İlhan, "Görülüyor ki çoğu zaman plaj ve denizde fizik mesafeyi sağlamak mümkün olmamakta, daha da riskli olarak plajda vatandaşlar maske takmamaktadır. Oysa bu alanlar virüs için çok uygun ortam oluşturmaktadır. Türkiye'de farklı illerden gelen vatandaşlar, hatta gurbetçi vatandaşlarımız ile risk daha da artmaktadır. Bu nedenle, tatil beldelerinde plajda etraftakilerle aradaki mesafenin en az 1,5-2 metre olması, deniz ya da havuzda yakın yüzülmemesi, ortak alanların kullanımında hijyene dikkat edilmesi, ortak duş, kabin kullanımından kaçınılması önem taşımaktadır." ifadelerini kullandı.
"KIŞLIK ERZAK İÇİN HAZIRLIKLAR TOPLU OLARAK YAPILMAMALI"
Sonbaharın da yaklaşmasının riski artıracağına değinen Prof. Dr. İlhan, "Önümüzdeki süreci en az temasla, en az bulaşma geçirmek zorundayız. Zira ağustos ayı geliyor ve sonbahara, insanların işine, okuluna, büyük şehirlere dönmesine az zaman kaldı. Bu nedenle ne kadar düşük rakamlar ile sonbahara girilirse o kadar az zarar ile süreç atlatılacaktır." değerlendirmesinde bulundu.

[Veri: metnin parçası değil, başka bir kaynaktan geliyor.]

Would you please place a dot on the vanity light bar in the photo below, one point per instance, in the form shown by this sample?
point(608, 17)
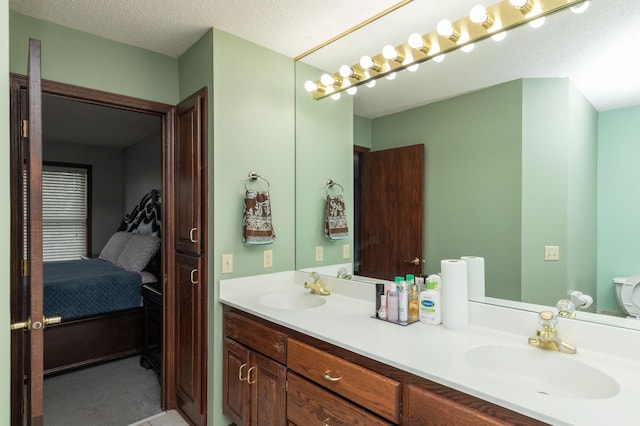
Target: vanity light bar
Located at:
point(505, 16)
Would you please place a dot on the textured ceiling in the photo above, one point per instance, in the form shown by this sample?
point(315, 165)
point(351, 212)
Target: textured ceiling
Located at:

Eylül ayı ile mevsimsel grip, zatürre gibi bu dönemde en sık görülen ve ölümcül sonuçlara yol açabilen solunum yolu hastalıklarının da görülme sıklığının artacağını vurgulayan İlhan, bağışıklık sisteminin güçlü olmasının önemine işaret etti.
Sonbaharla birlikte kışlık yiyecek için de hazırlıkların yapılmaya başlandığını, bunun için çok sayıda kişinin bir araya gelebildiğini anlatan İlhan, şöyle konuştu:
"Malum yaz aylarında Anadolu'da kadınlarımız bir araya gelip kış hazırlığı yapıyor, tarhana, yufka gibi çeşitli erzaklar hazırlıyor. Kurban Bayramı sonrası etlerin parçalanması ve hazırlanması için de bir araya geliniyor. Kışlık erzak için hazırlıklar toplu olarak yapılmamalı, herkes kendi evinde yapmaya çalışmalı, birliktelikten olabildiğince kaçınılmalı. Eğer yapılacaksa bile maske takılmalı ve fiziksel mesafe korunarak çalışılmalı."
"TAZİYELER, MÜMKÜNSE İLETİŞİM ARAÇLARI İLE VERİLMELİ"
Türk gelenek ve göreneklerinde acı tatlı günde bir araya gelinmesinin çok önem taşıdığından düğün, asker uğurlama, sünnet ve cenaze törenlerinde çok sayıda kişinin aynı ortamda yer alabildiğine dikkati çeken İlhan, bu süreçte bundan kaçınılmasının hayati öneme sahip olduğuna işaret etti.
Yeni vakalarda asker uğurlama ve taziye ziyaretlerinin etkisinin olduğunun verilerle ortaya konduğunu hatırlatan İlhan, bunların da iletişim araçları kullanılarak yapılmasının uygun olduğunu belirtti.
Bilim Kurulu Üyesi Prof. Dr. İlhan, sözlerini şöyle tamamladı:
"Cenazelerde, özellikle camilerde fiziki mesafe kuralına uyulduğunu görüyoruz ancak taziyelerde kimi zaman fizik mesafe ve maske kuralına uyulmuyor. Her ne kadar bizim değerlerimizde taziye vermek çok önemli olsa da mümkünse şu an için iletişim araçları ile taziye verilmeli ya da kısa süreli temas etmeden fizik mesafe ve maske ile taziye yapılmalı. Mutlaka yapılacaksa, ziyarete gelenler toplu olarak kabul edilmemeli, maske asla çıkarılmamalı ve diğer tedbirlere uyulmalı. Unutmayalım, yaşamak ve yaşatabilmek için fiziksel mesafe, maske ve hijyen en büyük kalkanımız olacak."